Cluster the embeddings.

The clustering is done as follows
  • Global clustering: The embeddings are reduced and clustered globally. That is, the entire set of embeddings is clustered.
  • Local clustering: The embeddings of each global cluster are reduced and clustered.
  • At the end, all local clusters are aggregated into a single result.

Parallel from joblib is used to parallelize the clustering of each global cluster.

Parameters:

Returns:

Examples:

import numpy as np
from bookacle.tree.clustering import GMMClusteringBackend

backend = GMMClusteringBackend(reduction_dim=10, n_clusters_global=3)
embeddings = np.random.rand(10, 768)
emb_to_clusters, clusters_to_emb = backend.cluster(embeddings=embeddings)
print(clusters_to_emb)
defaultdict(<class 'list'>, {0: [3, 8], 1: [1, 4, 7, 9], 2: [0, 2, 5, 6]})

umap_reduce_embeddings ¤

umap_reduce_embeddings(
    embeddings: NDArray[float64],
    n_components: int,
    neighbors: int = 10,
    metric: str = "cosine",
    low_memory: bool = True,
) -> NDArray[float64]

Reduce the dimensionality of the embeddings using UMAP.

Parameters:

  • embeddings (NDArray[float64]) –

    The embeddings to reduce.

  • n_components (int) –

    The number of components in the reduced space.

  • neighbors (int, default: 10 ) –

    The number of neighbors to use for UMAP.

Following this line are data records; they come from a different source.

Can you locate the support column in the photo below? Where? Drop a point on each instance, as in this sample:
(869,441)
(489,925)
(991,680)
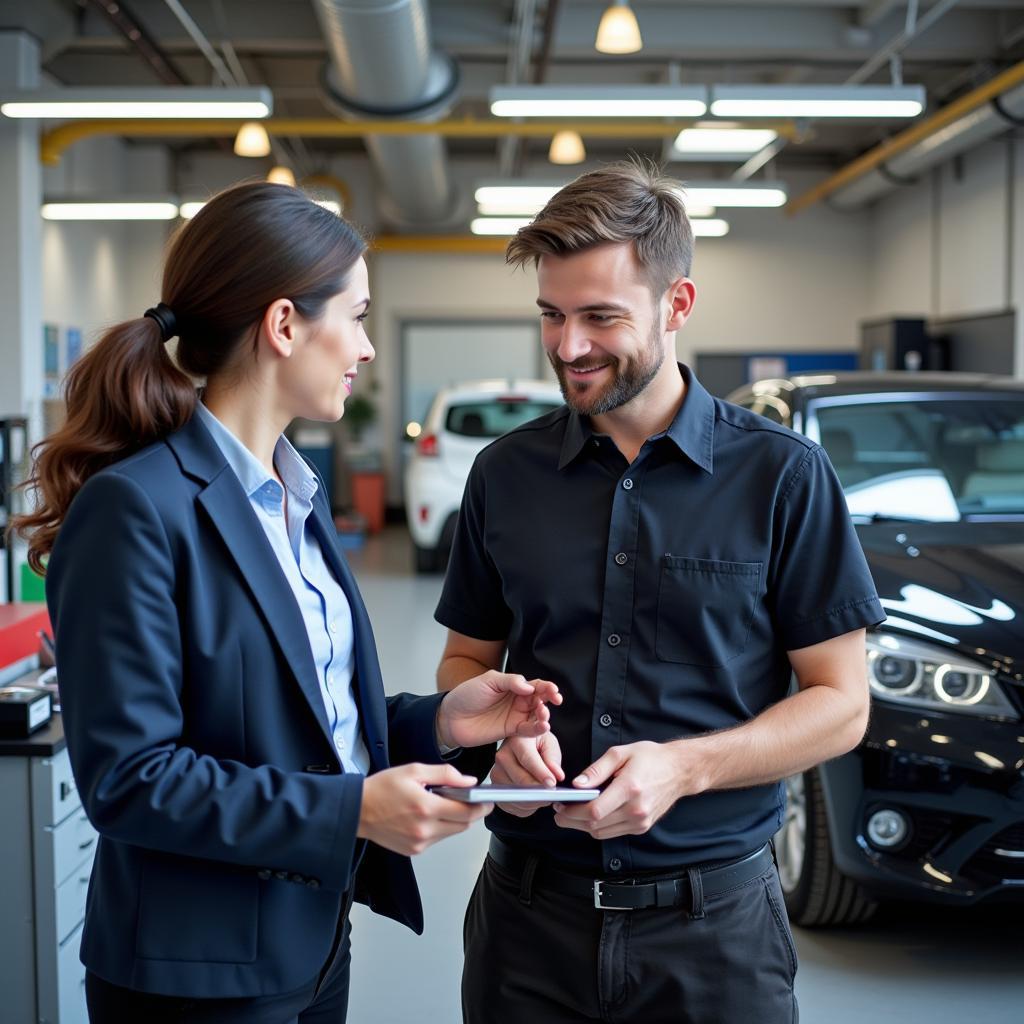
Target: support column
(20,253)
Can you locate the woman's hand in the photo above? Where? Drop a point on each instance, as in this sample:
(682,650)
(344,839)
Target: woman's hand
(495,706)
(400,814)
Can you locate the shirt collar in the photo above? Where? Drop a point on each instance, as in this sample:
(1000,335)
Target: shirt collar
(299,479)
(692,430)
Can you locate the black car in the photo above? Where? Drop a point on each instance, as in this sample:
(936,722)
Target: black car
(931,806)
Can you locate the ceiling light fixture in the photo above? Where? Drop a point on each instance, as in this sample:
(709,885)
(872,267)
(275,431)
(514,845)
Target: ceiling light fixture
(708,142)
(171,101)
(566,147)
(252,140)
(598,100)
(817,100)
(619,31)
(139,209)
(282,175)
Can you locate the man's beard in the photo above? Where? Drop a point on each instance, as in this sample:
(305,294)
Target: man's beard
(589,399)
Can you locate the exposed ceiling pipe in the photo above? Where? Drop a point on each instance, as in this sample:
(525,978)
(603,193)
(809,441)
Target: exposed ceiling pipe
(980,115)
(904,169)
(382,66)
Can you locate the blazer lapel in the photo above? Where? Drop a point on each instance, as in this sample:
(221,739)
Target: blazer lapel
(368,670)
(227,506)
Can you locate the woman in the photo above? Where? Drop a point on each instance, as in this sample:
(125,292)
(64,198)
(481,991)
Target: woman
(222,700)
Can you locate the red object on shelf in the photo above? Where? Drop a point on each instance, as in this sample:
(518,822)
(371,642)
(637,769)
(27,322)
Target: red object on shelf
(19,626)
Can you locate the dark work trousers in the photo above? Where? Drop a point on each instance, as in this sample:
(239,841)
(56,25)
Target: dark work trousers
(539,956)
(324,1000)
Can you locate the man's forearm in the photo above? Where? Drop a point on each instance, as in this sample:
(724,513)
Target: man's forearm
(454,671)
(811,726)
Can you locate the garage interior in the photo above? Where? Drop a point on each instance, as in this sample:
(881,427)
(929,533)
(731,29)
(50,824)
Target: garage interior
(895,244)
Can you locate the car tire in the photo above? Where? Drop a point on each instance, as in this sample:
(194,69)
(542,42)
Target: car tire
(816,894)
(425,559)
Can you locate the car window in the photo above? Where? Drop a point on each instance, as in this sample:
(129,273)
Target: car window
(936,459)
(494,417)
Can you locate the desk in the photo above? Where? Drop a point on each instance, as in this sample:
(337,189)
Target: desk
(46,851)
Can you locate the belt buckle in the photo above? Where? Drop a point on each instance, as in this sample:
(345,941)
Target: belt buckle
(598,899)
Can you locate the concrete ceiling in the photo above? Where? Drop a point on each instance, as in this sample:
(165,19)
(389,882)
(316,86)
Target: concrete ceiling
(280,43)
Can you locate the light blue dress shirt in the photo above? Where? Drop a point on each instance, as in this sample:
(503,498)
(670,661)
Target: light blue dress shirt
(322,601)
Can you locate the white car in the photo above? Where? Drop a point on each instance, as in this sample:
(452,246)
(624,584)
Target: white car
(462,421)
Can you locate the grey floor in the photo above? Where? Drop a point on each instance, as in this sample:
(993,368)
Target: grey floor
(911,965)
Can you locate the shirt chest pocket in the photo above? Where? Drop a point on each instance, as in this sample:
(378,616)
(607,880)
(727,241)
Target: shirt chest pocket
(705,609)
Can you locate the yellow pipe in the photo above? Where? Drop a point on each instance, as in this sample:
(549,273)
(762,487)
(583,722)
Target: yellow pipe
(438,244)
(53,142)
(918,133)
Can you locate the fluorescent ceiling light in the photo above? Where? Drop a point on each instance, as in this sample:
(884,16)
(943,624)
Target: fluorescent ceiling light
(116,210)
(723,194)
(170,101)
(498,225)
(817,100)
(619,32)
(598,100)
(713,227)
(705,142)
(252,140)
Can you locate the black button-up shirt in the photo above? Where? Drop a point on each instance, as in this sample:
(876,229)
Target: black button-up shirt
(662,596)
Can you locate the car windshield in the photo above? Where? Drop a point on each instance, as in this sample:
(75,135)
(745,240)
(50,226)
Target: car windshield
(936,459)
(494,417)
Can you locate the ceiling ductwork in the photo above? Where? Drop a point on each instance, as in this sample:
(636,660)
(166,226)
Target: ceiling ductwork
(971,131)
(382,67)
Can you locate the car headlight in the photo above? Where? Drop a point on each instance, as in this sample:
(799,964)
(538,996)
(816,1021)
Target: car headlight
(922,675)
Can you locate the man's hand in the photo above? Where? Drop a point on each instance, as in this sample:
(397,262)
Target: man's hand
(647,779)
(399,814)
(527,761)
(494,706)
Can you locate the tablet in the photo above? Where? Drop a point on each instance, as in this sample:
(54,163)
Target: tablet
(488,794)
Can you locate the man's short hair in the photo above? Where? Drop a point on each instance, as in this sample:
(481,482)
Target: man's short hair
(630,201)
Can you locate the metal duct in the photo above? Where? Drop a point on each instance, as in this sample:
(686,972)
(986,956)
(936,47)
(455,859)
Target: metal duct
(971,130)
(381,67)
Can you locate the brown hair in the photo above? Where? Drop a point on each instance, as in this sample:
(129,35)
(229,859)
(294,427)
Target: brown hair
(630,201)
(247,247)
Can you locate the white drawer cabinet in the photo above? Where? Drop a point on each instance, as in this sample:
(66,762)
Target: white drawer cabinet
(46,851)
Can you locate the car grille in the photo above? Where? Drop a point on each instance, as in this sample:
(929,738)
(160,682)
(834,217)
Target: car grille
(994,866)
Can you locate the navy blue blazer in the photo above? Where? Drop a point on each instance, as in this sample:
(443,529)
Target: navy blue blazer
(199,739)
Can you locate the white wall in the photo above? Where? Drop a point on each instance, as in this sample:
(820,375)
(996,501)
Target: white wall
(951,245)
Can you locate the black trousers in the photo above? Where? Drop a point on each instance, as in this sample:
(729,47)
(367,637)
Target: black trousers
(324,1000)
(539,956)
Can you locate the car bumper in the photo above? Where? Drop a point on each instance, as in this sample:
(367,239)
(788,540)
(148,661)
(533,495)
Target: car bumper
(963,794)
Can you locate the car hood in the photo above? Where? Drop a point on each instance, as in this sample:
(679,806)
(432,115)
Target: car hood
(961,584)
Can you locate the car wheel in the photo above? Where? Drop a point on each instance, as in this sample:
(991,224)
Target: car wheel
(816,893)
(425,559)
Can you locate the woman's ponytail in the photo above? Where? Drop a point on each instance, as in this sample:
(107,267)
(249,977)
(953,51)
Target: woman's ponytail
(248,246)
(122,394)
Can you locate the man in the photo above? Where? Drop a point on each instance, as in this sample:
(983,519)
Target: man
(670,561)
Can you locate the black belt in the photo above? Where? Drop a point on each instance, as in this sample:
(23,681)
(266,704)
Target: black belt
(635,895)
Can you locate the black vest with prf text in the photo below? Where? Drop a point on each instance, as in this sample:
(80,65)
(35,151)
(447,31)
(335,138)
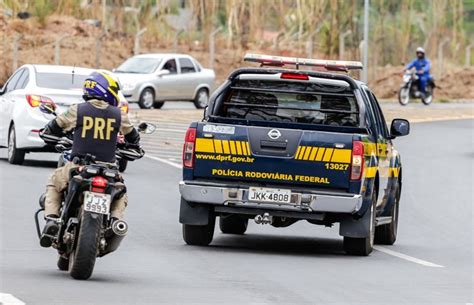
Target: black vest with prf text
(96,132)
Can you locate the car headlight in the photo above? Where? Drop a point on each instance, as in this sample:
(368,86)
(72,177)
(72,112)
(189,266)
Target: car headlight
(128,86)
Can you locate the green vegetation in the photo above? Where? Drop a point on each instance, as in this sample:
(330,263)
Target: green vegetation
(397,27)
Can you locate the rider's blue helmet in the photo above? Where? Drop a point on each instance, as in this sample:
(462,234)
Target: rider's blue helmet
(102,85)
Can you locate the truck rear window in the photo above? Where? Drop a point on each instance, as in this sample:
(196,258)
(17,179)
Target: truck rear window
(290,101)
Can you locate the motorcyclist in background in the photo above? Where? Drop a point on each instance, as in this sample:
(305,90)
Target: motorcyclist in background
(422,66)
(96,124)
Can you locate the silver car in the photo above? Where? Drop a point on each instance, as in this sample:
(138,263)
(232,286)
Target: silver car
(152,79)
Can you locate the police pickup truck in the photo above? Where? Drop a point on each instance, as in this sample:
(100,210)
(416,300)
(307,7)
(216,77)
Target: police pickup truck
(279,145)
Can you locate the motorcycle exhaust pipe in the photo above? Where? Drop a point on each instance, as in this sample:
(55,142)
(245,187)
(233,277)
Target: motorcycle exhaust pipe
(114,236)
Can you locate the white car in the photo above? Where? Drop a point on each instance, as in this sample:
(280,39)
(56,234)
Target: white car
(152,79)
(20,98)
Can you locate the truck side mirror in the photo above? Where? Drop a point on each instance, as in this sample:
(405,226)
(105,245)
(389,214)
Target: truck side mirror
(399,128)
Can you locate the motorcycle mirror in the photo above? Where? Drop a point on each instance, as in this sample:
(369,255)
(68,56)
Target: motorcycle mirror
(48,108)
(146,128)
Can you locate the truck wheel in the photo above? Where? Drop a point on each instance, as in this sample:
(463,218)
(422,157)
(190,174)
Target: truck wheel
(199,235)
(233,224)
(63,263)
(363,246)
(387,234)
(15,155)
(201,99)
(147,98)
(122,165)
(158,105)
(82,259)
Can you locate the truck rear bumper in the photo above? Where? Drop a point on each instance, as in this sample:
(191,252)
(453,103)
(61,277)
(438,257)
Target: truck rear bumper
(307,201)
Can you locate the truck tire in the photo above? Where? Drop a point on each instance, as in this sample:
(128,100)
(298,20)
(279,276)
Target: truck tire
(363,246)
(233,224)
(158,105)
(82,259)
(387,234)
(122,165)
(63,263)
(15,155)
(199,235)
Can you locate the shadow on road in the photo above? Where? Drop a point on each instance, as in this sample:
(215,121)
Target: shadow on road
(35,163)
(278,245)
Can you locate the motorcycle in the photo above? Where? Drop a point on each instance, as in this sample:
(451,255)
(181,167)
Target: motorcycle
(410,89)
(121,163)
(86,228)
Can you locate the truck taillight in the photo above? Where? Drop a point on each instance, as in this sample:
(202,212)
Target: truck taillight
(357,166)
(188,149)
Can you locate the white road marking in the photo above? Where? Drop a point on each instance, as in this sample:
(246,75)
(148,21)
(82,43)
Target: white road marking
(407,257)
(8,299)
(378,248)
(176,165)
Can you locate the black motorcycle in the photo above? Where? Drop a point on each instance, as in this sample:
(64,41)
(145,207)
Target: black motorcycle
(86,228)
(411,90)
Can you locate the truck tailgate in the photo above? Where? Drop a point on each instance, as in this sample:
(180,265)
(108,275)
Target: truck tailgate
(263,155)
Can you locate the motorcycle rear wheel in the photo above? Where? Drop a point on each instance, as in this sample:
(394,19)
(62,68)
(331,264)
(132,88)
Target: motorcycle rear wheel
(82,258)
(428,97)
(404,96)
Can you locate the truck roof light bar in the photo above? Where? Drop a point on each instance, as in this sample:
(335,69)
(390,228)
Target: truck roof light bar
(280,61)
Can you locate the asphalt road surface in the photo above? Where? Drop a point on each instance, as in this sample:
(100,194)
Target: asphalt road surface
(431,263)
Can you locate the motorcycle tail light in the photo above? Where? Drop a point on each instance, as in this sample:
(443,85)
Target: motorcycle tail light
(357,165)
(99,182)
(188,149)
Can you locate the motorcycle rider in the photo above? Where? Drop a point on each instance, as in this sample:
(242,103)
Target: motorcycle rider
(422,66)
(95,123)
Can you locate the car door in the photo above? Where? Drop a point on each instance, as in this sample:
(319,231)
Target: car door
(383,146)
(6,105)
(168,85)
(189,77)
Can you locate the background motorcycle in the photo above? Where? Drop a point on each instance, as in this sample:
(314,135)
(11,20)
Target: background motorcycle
(410,89)
(86,228)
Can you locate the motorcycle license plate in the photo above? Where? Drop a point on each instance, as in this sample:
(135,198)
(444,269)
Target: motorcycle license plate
(97,203)
(260,194)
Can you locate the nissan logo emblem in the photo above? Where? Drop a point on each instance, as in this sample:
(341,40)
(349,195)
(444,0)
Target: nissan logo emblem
(274,134)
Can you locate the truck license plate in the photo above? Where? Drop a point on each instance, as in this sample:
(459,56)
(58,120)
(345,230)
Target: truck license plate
(97,203)
(260,194)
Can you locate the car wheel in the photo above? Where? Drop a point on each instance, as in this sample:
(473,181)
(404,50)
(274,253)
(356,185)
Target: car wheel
(147,98)
(15,155)
(233,224)
(201,99)
(158,105)
(363,246)
(387,234)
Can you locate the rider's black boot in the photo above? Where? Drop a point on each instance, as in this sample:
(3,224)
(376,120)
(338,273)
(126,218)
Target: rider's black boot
(49,232)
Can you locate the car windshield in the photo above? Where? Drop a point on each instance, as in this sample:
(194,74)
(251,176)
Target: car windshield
(64,81)
(139,65)
(287,101)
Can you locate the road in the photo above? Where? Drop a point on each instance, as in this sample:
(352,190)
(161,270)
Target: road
(302,264)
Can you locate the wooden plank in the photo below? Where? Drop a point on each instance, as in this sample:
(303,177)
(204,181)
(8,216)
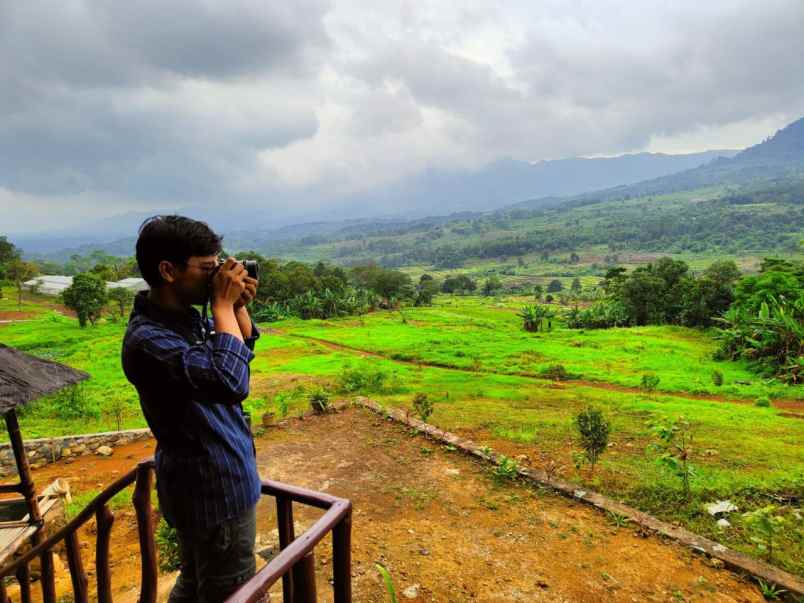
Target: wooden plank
(145,529)
(104,521)
(77,573)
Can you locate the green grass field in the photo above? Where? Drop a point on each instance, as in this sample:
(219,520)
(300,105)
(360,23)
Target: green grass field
(471,357)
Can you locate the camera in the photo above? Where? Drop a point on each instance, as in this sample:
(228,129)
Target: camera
(252,267)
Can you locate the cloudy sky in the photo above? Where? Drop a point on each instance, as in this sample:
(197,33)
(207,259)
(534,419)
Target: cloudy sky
(109,107)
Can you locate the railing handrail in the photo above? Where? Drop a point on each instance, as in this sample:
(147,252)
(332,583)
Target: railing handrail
(76,522)
(337,510)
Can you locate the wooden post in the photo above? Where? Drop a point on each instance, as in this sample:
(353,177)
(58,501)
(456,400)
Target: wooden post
(145,528)
(24,579)
(284,518)
(28,491)
(304,590)
(104,519)
(77,573)
(342,559)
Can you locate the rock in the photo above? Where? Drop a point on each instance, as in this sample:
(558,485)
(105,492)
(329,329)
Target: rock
(720,507)
(411,592)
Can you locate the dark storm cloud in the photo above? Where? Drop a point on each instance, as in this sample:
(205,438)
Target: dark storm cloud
(136,97)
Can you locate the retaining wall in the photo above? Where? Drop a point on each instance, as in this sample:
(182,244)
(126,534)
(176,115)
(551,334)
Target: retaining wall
(43,451)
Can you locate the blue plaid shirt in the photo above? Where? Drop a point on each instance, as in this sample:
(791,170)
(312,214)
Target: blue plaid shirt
(191,384)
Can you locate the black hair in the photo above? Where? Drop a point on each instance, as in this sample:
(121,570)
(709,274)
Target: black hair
(175,239)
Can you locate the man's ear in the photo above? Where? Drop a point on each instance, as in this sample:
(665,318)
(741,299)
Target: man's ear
(167,271)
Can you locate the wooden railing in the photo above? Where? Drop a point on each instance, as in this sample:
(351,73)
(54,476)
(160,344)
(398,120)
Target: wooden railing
(294,565)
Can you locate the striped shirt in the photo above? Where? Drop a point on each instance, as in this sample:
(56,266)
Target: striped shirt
(191,384)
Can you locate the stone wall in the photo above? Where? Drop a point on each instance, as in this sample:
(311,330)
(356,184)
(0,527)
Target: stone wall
(43,451)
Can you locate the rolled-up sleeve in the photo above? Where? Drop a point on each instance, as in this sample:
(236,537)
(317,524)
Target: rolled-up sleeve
(214,371)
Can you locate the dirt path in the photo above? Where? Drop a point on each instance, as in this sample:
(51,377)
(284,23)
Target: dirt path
(796,406)
(437,519)
(443,527)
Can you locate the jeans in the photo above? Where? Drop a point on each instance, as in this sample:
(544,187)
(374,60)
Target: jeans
(216,561)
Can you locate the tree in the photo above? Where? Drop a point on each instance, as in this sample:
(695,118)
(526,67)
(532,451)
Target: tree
(122,297)
(593,429)
(492,285)
(8,252)
(18,271)
(86,296)
(555,286)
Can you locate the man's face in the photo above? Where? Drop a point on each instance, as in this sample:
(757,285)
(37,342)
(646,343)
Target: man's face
(192,281)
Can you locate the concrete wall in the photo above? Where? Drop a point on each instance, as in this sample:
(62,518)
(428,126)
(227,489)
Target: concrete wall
(43,451)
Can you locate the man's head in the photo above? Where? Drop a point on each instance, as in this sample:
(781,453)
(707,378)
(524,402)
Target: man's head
(178,253)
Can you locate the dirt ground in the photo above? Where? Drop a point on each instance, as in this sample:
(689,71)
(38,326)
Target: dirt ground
(444,528)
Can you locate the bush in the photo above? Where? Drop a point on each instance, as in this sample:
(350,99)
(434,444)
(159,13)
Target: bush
(362,380)
(649,382)
(556,372)
(593,429)
(167,543)
(71,403)
(423,406)
(319,402)
(717,378)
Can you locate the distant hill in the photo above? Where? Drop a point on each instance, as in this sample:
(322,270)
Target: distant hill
(503,182)
(779,157)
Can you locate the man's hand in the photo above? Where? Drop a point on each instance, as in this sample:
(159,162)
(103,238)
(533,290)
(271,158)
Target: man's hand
(249,293)
(228,284)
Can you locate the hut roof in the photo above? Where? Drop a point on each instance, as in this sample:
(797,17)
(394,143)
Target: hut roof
(24,377)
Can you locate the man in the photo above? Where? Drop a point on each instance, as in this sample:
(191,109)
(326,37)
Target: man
(191,378)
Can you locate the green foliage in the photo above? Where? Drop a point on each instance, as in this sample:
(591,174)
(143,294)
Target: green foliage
(717,378)
(364,380)
(762,402)
(122,297)
(167,545)
(593,429)
(388,582)
(423,406)
(72,403)
(458,284)
(674,447)
(556,372)
(765,325)
(649,382)
(86,297)
(767,525)
(770,592)
(536,317)
(492,285)
(319,401)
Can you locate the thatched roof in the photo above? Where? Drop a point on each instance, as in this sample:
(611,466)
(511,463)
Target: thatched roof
(24,377)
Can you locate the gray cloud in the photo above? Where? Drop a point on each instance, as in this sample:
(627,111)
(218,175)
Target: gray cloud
(291,105)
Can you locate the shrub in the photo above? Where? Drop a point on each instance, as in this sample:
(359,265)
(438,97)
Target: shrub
(71,403)
(505,469)
(423,406)
(362,380)
(167,543)
(593,429)
(649,382)
(717,378)
(674,445)
(556,372)
(319,402)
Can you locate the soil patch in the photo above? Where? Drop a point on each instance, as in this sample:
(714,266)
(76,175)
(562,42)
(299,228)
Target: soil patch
(437,520)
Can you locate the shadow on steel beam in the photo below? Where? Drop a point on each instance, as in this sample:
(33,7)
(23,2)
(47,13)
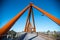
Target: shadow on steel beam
(22,36)
(32,37)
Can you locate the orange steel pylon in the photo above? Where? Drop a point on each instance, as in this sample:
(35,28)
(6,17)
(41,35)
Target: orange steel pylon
(28,27)
(7,26)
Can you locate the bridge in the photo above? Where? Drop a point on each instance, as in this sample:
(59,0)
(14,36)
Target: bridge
(28,26)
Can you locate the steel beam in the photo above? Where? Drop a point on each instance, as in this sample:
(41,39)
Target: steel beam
(7,26)
(56,20)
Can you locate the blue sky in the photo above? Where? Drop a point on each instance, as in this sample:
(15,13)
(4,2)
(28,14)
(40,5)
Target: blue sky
(10,8)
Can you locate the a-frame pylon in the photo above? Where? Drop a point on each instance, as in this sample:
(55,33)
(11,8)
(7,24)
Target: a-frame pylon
(28,26)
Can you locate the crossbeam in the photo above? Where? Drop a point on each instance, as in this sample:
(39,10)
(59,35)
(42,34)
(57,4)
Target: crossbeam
(56,20)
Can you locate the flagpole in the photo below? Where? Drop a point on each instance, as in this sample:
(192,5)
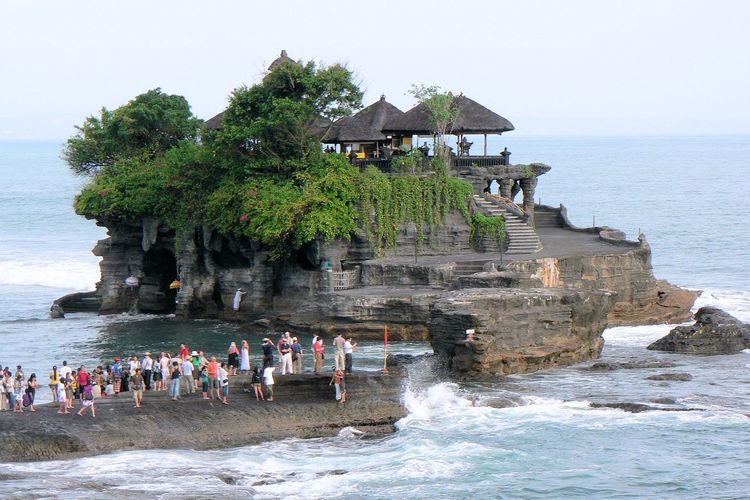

  • metric (str, default: 'cosine' ) –

    The metric to use for UMAP.

  • low_memory (bool, default: True ) –

    Whether to use low memory mode for UMAP.

Returns:

raptor_clustering ¤

raptor_clustering(
    nodes: list[Node],
    tokenizer: TokenizerLike,
    clustering_backend: ClusteringBackendLike | None = None,
    max_length_in_cluster: int = 3500,
    reduction_dimension: int = 10,
) -> list[list[Node]]

Cluster nodes using RAPTOR clustering.

It implements the ClusteringFunctionLike protocol.

To cluster the nodes
  • The nodes are clustered using the given clustering backend.
  • For each cluster:
    • If the cluster has only one node or the total length of text in the cluster is less than the maximum length, the cluster is kept as is.
    • Otherwise, the cluster is recursively clustered.